When police showed up, the victim appeared to be obeying police instructions, had his hands down, and presented no immenent threat to the lives or physical well-being of the officers or other humans.
So there was no "just cause" to attack the victim physically.
It looks to me no different than any other 4 people confronted with a difficult situation, over reacting, and committing what we in Canada call "manslaughter", which is one of the things police would charge an ordinary citizen with if they did that, except that these were trained professionals, were trained in these kinds of difficult situation, had many years of experience, and they'd probably given some thought and premeditation to what they did. That would make if first of second degree murder under Canadian law.
Our mounties (the RCMP) go through very thorough training, which supposedly includes the use of the Taser. If the problem is training related, it is improper training, not lack of it.

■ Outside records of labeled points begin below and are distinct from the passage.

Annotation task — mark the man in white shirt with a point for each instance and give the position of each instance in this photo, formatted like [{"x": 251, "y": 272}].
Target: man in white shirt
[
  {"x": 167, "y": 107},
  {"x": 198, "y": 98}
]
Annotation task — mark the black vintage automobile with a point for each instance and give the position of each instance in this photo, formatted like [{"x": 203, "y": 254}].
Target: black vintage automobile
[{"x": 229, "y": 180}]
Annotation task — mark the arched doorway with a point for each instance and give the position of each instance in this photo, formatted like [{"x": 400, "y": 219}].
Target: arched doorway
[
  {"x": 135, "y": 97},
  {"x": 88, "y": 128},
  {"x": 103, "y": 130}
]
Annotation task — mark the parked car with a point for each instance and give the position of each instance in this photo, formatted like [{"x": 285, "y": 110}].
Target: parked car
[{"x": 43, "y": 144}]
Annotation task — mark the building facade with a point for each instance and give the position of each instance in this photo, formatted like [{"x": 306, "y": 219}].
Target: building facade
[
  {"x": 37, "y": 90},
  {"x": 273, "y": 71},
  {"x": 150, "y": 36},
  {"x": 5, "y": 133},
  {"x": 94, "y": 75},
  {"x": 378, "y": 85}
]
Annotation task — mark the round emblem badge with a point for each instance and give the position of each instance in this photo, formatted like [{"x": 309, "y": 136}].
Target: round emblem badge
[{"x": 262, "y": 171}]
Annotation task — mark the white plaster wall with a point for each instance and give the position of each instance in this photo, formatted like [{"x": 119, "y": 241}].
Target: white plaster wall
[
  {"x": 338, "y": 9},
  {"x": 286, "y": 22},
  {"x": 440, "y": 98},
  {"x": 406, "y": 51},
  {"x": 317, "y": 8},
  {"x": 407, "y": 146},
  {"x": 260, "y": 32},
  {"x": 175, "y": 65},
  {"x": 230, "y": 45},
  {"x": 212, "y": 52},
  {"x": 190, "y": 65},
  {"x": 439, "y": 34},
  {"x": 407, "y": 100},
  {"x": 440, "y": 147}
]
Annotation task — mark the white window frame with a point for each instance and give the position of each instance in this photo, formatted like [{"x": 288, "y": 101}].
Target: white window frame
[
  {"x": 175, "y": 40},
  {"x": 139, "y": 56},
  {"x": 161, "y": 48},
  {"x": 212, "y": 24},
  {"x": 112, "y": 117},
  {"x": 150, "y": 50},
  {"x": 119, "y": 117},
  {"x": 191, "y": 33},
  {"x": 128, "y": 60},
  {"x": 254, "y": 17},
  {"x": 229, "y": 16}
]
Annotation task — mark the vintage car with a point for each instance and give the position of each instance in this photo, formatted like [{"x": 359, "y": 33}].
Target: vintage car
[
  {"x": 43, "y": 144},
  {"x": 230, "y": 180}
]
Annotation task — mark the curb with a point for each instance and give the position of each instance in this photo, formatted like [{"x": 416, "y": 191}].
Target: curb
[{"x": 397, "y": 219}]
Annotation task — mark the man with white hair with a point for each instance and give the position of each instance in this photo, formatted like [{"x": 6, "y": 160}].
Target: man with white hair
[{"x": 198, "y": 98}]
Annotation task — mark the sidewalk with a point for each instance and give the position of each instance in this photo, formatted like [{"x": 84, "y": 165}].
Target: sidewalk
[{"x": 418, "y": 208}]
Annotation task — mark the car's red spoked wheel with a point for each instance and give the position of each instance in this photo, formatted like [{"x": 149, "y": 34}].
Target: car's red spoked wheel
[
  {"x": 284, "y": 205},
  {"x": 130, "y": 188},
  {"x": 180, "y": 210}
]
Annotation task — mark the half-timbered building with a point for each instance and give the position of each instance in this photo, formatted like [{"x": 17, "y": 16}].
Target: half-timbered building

I think the root cause of the problem is that our police, like any good criminal gang, tend to follow "omerta" the mafia law of silence. The "blue wall of silence" principle is usually very effective when violently criminal police want to recruit other police to become "accessories after the fact" to their violent crimes.
Couple that with the moral principle that "if you don't get a criminal conviction you didn't do anything unethical" and you have a small segment of the Canadian population that commits a significant percentage of the crime here, but thinks itself non-criminal.
These four officers, and the "accessories after the fact" colleagues who have sheltered them from investigation, are a disgrace to the profession of policing.